Today when enterprises want to use machine learning to predict future outcomes — what will a customer buy next? will sales increase next month? is a piece of manufacturing equipment likely to fail soon? — it takes a village to develop a machine learning based solution. As the demand from businesses to leverage machine learning continues growing at an exponential rate, the current time-intensive process that heavily relies on highly-skilled ML experts won’t suffice.
To make matters worse, the solution usually only addresses the problem immediately at hand. This means that when a new problem or slight variant of the current one arises, the lengthy process must be repeated all over again.
In reality, this way of working is not sustainable or scalable. There will always be new problems to solve. But current methodologies and a shortage of ML experts do not allow us to tackle them at an efficient rate.
So we decided to create and launch a new paradigm for building ML solutions. Our mission is to allow data scientists and business analysts to deploy trusted models for machines to leverage any prediction challenge.
Feature Labs introduces ML 2.0
Machine Learning 2.0 (ML 2.0) defines practical steps for creating ML products and services that any team can follow. It enables companies to tackle projects in a systematic way using automated data science tools. The end result is not only a much faster route to deployment, but more involvement from subject matter experts across multiple layers of an enterprise.
Enterprises are already using the principles of ML 2.0 to smash through the obstacles stifling the potential of ML. BBVA used Feature Labs to improve their ability to detect credit card fraud by 2x, while Accenture is using Feature Labs to anticipate critical maintenance events for more than 500 software applications a month. These are just two examples of building accurate ML models in a fraction of the time usually required for new problems that companies face today.
Machine Learning, Streamlined
In our recent paper, “Machine Learning 2.0: Engineering Data Driven AI Products,” we lay out all of the details that a team needs to turn raw data into a trustworthy, deployable model by following the seven key steps described below.
Step 1: Data Organization
Start by organizing the raw data as well as adding metadata and annotations. This enables the same data representation to be used everywhere. Consistency is key. If the underlying raw data changes, the effects will be known immediately.

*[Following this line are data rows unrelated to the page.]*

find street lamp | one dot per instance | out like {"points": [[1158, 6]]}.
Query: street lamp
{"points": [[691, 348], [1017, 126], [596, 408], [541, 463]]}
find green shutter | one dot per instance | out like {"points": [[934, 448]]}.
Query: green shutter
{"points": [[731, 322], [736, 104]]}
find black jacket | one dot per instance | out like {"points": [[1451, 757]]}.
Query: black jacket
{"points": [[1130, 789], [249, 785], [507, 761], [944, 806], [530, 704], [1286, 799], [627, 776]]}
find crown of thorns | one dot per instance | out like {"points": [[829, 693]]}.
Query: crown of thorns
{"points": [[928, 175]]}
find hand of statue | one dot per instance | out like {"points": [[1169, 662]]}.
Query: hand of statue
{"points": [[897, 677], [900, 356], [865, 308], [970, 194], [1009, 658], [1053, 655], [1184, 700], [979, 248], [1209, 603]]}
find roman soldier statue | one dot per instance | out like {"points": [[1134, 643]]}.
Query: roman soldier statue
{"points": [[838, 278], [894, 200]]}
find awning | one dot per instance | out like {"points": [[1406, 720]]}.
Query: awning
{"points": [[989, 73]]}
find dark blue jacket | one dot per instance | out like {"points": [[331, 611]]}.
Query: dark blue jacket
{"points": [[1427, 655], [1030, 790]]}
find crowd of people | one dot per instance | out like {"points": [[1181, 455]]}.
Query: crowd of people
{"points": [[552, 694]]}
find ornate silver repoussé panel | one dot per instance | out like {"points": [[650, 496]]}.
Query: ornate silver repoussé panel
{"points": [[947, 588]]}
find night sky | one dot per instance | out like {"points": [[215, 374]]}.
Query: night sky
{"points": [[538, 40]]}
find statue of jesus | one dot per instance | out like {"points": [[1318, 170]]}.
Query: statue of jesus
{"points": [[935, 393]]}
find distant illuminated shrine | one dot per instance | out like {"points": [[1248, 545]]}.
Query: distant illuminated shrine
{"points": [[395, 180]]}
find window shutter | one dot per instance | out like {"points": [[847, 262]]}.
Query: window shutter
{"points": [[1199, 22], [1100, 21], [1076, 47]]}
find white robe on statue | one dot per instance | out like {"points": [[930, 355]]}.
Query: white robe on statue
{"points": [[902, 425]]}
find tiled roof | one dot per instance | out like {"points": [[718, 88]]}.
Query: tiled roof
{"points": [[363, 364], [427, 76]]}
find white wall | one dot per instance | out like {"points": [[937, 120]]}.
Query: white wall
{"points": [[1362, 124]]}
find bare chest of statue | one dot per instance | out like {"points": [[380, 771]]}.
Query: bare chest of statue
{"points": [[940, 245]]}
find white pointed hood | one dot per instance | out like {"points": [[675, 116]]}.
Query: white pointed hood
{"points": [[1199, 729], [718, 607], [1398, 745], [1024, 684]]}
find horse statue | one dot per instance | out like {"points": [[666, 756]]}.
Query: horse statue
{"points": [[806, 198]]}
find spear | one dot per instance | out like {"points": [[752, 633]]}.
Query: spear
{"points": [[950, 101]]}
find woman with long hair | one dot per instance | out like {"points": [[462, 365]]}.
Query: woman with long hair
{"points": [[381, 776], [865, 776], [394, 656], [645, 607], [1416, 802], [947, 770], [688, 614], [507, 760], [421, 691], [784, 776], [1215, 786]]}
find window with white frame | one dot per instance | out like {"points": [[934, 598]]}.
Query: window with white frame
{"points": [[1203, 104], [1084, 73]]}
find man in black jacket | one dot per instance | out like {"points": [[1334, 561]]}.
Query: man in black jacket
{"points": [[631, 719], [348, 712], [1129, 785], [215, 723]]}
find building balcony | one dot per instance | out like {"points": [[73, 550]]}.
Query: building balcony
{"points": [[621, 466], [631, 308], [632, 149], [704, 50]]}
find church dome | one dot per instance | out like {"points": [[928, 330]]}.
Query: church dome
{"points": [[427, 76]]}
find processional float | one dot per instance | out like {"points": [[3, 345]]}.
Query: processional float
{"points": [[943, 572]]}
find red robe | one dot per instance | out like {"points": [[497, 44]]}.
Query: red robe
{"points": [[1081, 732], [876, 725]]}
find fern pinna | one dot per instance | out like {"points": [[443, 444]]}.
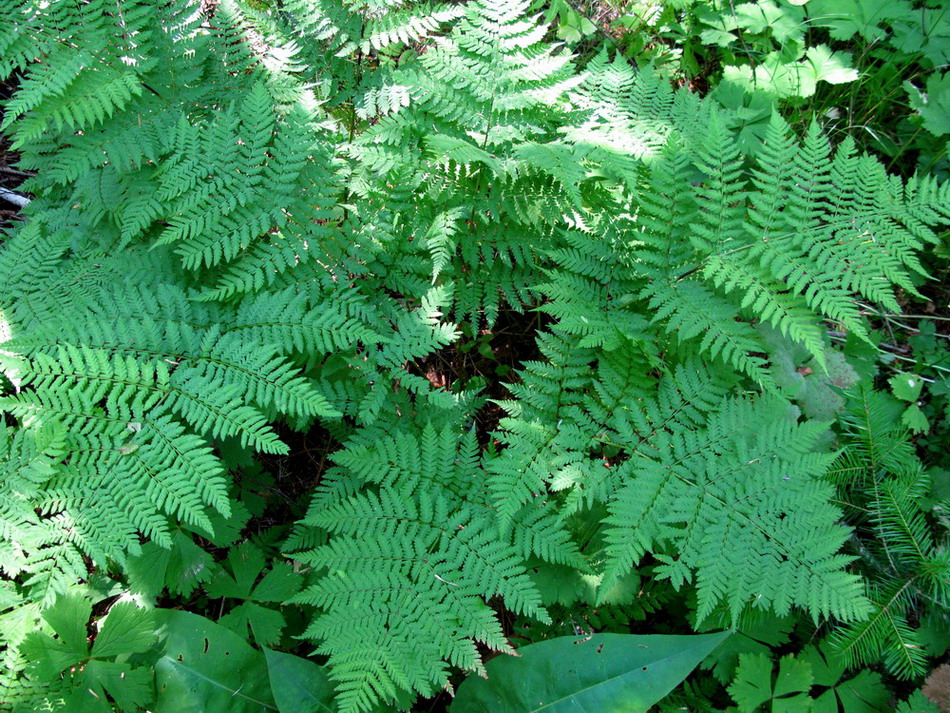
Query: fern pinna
{"points": [[222, 242]]}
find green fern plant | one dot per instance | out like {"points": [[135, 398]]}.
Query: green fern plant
{"points": [[250, 223]]}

Step 2: Prediction Engineering
Prediction engineering is the process of specifying a prediction problem so it can be used to programmatically label data for ML. Prediction engineering enables you to systematically use ML to solve problems that matter for your business.

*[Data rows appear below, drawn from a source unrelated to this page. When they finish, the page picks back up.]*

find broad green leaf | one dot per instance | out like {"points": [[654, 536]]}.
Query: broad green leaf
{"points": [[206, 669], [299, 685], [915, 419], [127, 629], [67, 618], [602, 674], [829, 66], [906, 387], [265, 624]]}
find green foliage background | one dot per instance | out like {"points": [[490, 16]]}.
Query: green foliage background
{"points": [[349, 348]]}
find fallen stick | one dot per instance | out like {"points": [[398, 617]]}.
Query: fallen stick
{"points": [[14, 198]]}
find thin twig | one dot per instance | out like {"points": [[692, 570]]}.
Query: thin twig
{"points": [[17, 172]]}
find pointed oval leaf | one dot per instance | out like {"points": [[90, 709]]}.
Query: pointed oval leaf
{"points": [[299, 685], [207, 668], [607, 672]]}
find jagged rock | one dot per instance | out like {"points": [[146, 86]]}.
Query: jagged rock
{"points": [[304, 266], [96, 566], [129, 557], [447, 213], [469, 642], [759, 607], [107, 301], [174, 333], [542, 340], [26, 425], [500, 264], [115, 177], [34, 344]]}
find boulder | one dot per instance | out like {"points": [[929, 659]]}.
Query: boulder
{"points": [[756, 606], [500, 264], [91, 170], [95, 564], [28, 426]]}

Step 3: Automated Feature Engineering
Feature engineering is the process of using domain knowledge and human intuition to extract new variables from raw data that make ML algorithms work. This is a necessary step for any ML product to function. Feature engineering is very challenging because it is tedious, time-consuming, and error-prone. It’s now possible to automate this process using Deep Feature Synthesis.
Step 4: Modeling and Optimization
Tools for ML models have been around for a decade or more. After an initial end-to-end solution is built, automatic algorithms can be used for optimization instead of alternative ML algorithms. Important note: Be cautious about over-optimization too early in the process – engineering the right prediction problem and set of features generally has a much greater impact on the end result.
Step 5: Integration Into Production
The ML 2.0 APIs allow for easy integration into production. In production, as new raw data is added, it propagates through to new predictions in the same way as development.
Step 6: Validate in Production
No matter how meticulously the model is evaluated during the training process, a truly robust practice also involves evaluating a model in the production environment. This typically translates to doing a “stealth deployment,” where the predictions are compared against live outcomes but not used to impact decision-making.
Step 7: Deploy and Operationalize
With absolute confidence in the model, we can now benefit from it by using the resulting predictions to solve complex issues and improve enterprise performance.
Machine Learning That Matters
In the vast amounts of data that every organization collects, there is untapped, transformative potential. But knowing how to leverage it has been difficult — until now. ML 2.0 enables virtually any enterprise in any industry to capitalize on these unforeseen advantages.
As recently described in Harvard Business Review, “Today, businesses don’t just want to have answers to questions like: Did we meet our sales target for this quarter? Did we reach our target audience? Did our advertisement spend meet its objectives? Instead they want to know what is likely to happen in the future. They want to make data-driven predictive decisions, quickly and easily, which is the promise of ML 2.0.”
With this new paradigm in tow, the only question left for companies to answer is, “What do you want to accomplish with your data?”